Итак, внешне всё оставалось по-старому: кэналлийцы злились на Окделла и, казалось, не имели никаких тайных известий от своего соберано. Но кардинал готов был прозакладывать свои чётки: Рокэ готовил какой-то обходной маневр, и Сильвестр пока не мог угадать, в чём именно он заключается.
Первый удар пришёл из Эпинэ. Одиннадцатого Осенних Ветров в Олларию влетел взмыленный гонец с сообщением: четыре графства из одиннадцати открыто взбунтовались против короля и пожелали отложиться от Талига. В замке покойного герцога Анри-Гийома повесили чету Маранов; графиня Савиньяк поспешно бежала из захваченного и разорённого Сэ. Но хуже всего было то, что остававшиеся в Старой Эпинэ части Резервной армии под командованием полковника Люра перешли на сторону восставших.

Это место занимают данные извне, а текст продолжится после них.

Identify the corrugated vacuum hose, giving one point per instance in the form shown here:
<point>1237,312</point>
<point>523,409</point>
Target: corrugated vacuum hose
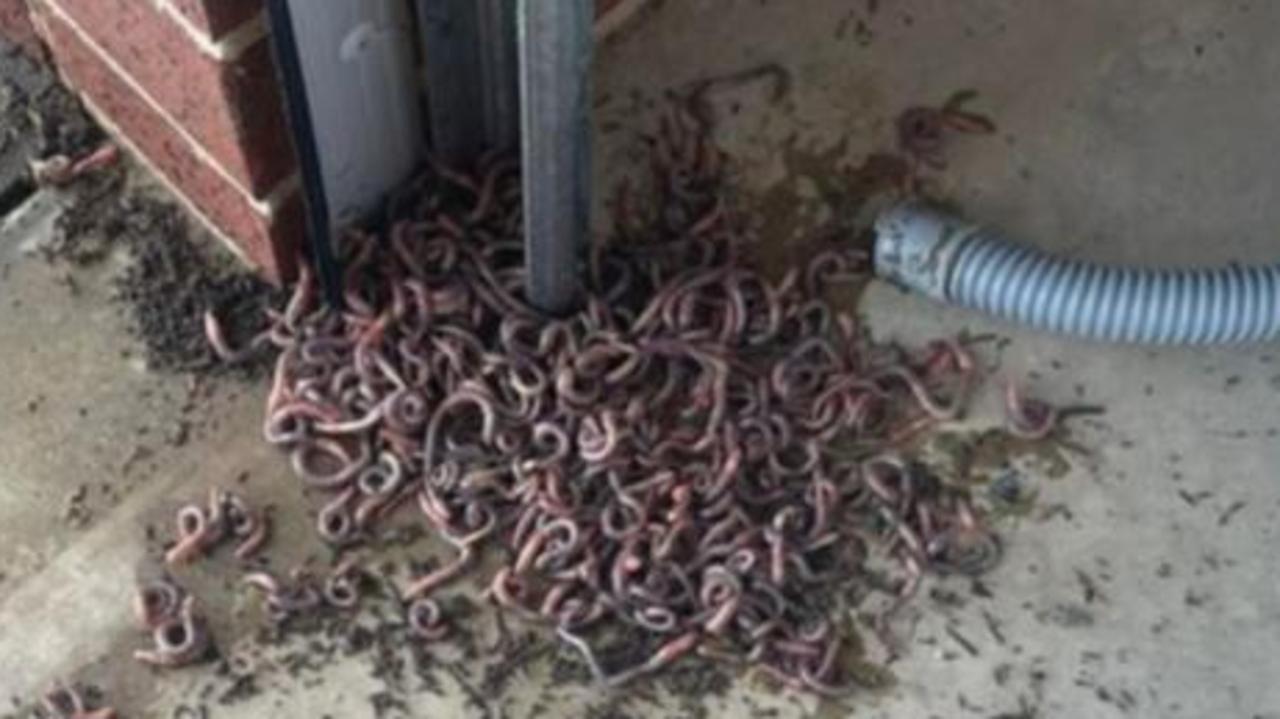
<point>928,251</point>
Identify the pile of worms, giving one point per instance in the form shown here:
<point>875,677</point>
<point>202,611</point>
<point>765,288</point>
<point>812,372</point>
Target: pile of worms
<point>68,703</point>
<point>704,452</point>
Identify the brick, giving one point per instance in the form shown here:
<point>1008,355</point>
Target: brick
<point>266,242</point>
<point>16,27</point>
<point>218,17</point>
<point>233,109</point>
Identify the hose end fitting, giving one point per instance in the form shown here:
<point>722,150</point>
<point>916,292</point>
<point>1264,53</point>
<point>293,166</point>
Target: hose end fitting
<point>915,246</point>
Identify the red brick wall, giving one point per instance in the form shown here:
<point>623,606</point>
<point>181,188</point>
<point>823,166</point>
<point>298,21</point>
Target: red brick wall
<point>16,26</point>
<point>190,86</point>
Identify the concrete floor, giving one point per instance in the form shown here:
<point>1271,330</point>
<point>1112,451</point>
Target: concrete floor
<point>1129,132</point>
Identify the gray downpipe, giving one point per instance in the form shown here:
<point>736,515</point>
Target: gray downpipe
<point>958,262</point>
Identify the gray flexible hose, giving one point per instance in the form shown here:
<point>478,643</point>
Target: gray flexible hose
<point>924,250</point>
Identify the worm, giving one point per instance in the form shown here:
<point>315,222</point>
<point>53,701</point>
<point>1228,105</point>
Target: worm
<point>705,448</point>
<point>156,601</point>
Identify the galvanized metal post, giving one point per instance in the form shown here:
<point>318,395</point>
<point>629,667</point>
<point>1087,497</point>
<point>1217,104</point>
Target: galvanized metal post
<point>554,90</point>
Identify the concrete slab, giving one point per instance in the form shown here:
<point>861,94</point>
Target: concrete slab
<point>1128,132</point>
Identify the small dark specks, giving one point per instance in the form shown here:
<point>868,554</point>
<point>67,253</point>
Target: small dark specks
<point>1194,599</point>
<point>1230,512</point>
<point>1193,499</point>
<point>1088,587</point>
<point>1066,616</point>
<point>961,640</point>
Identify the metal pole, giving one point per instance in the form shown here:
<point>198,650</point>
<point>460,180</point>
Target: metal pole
<point>554,82</point>
<point>499,68</point>
<point>455,82</point>
<point>319,232</point>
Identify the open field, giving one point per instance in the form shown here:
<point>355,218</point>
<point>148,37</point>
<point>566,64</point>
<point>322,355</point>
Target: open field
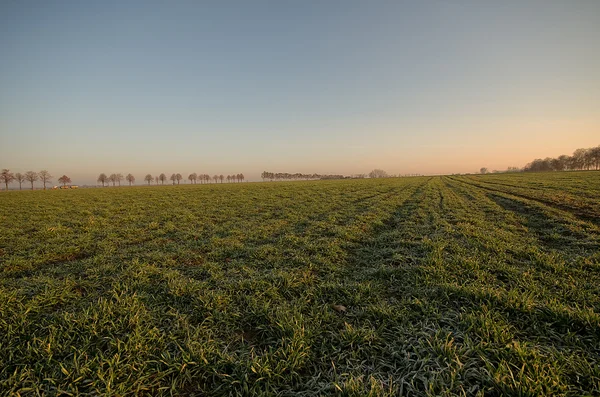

Как и всегда в подобных случаях, бунтари-эсператисты воззвали к помощи Святого престола.
Сильвестр надеялся услышать имена маркиза Эр-При и графа Штанцлера, но, к его удивлению, среди главарей гонец назвал только графов Пуэна и Агиррэ, барона Сэц-Арижа и какого-то безвестного дворянчика по имени Никола Карваль. Это было странно. Тем более, что по сведениям кардинала, принц Альдо Ракан спокойно сидел в алатском Сакаци, гонял косуль в компании братьев Борнов и крутил роман с собственной незаконнорождённой кузиной.